The next step is overlap. You should have at least 20% overlap of the images to allow the software to find adequate stitching points. This will limit the errors in stitching. A tripod is highly recommended to keep the images aligned on the vertical plane so as to avoid excessive cropping and additional stitching errors. I have made successful panoramas with out the tripod, but the tripod is a BIG benefit. The tripod will also allow you to use a longer lens offering more details. Without a tripod you will have a larger area you have to crop out thus requiring a shorter lens. The longer lens reveals more details.

Camera settings should include stopping down to an f-stop about 2-3 stops off wide open. This should minimize vignetting and deliver the sharpest details. Vignetting often shows up poorly in skies and makes blending difficult. Even if you plan to eliminate the sky, a well blended sky is easier to eliminate, trust me on that one.

For shots where you are simply dropping in a sky I find that Photoshop’s sky replacement tool is pretty good. Go to edit and select “sky replacement” which opens a tool and drops in a preselected sky image. You can select from a series of different skies or you can add your own sky image. There is a pull down menu off the sky image in the window. The other settings determine how aggressive the blending is between the AI perceived fore ground and the sky.

The construction cranes wreak havoc on the the AI so take note of that.

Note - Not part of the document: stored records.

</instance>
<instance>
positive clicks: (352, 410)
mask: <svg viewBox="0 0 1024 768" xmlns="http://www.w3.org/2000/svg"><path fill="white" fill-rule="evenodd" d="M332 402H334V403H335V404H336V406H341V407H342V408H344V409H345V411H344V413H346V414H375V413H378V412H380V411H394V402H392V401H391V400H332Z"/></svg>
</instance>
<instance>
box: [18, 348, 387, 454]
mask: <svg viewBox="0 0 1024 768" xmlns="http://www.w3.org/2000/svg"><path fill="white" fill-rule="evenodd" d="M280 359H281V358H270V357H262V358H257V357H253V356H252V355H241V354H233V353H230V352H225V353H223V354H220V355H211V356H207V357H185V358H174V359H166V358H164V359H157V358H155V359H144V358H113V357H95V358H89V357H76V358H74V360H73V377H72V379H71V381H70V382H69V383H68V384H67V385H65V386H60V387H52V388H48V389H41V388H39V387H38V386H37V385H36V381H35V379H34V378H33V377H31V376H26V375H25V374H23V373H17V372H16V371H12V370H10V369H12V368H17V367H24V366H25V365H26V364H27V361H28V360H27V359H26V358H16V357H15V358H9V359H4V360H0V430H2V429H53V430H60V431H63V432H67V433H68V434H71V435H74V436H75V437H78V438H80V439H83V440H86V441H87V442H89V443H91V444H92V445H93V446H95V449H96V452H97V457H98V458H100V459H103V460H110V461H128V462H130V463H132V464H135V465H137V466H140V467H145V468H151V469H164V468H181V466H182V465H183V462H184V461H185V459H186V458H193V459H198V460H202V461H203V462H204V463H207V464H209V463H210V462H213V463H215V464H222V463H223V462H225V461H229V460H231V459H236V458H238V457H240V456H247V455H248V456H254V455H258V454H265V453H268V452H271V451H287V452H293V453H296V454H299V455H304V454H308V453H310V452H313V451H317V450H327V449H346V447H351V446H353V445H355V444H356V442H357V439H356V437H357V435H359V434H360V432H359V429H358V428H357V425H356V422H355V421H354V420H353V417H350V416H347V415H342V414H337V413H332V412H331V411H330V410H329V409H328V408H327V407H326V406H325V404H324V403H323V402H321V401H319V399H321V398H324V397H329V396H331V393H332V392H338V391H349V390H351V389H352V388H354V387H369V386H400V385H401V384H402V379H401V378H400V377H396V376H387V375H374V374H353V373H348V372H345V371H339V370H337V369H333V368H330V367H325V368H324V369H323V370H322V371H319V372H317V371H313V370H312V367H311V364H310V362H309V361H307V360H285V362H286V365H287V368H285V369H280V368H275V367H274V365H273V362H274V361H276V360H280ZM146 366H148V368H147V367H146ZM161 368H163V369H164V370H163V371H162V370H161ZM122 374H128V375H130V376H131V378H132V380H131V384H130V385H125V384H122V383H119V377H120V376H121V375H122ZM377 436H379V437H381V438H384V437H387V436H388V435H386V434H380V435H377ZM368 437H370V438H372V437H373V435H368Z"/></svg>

Shifting the edge will move the general line of delineation up or down. Fading the edge will control how harsh that line is. You can tweak color temp and brightness to try and matchup the sky to the foreground and even add lighting effects. You have to play with these to get it right.

Sometimes you have to just have the AI select the sky and then you may have to tweak the selection a bit before masking it out to transparency. That is a little more delicate and time consuming but yields the most precise results.

I know this is a quick tutorial but it isn’t as hard as it may seem. Just remember to make a backup of your originals before you begin editing. You can start making everyday images a little more exciting and vibrant even if the natural world wasn’t;t cooperating with you on photo day.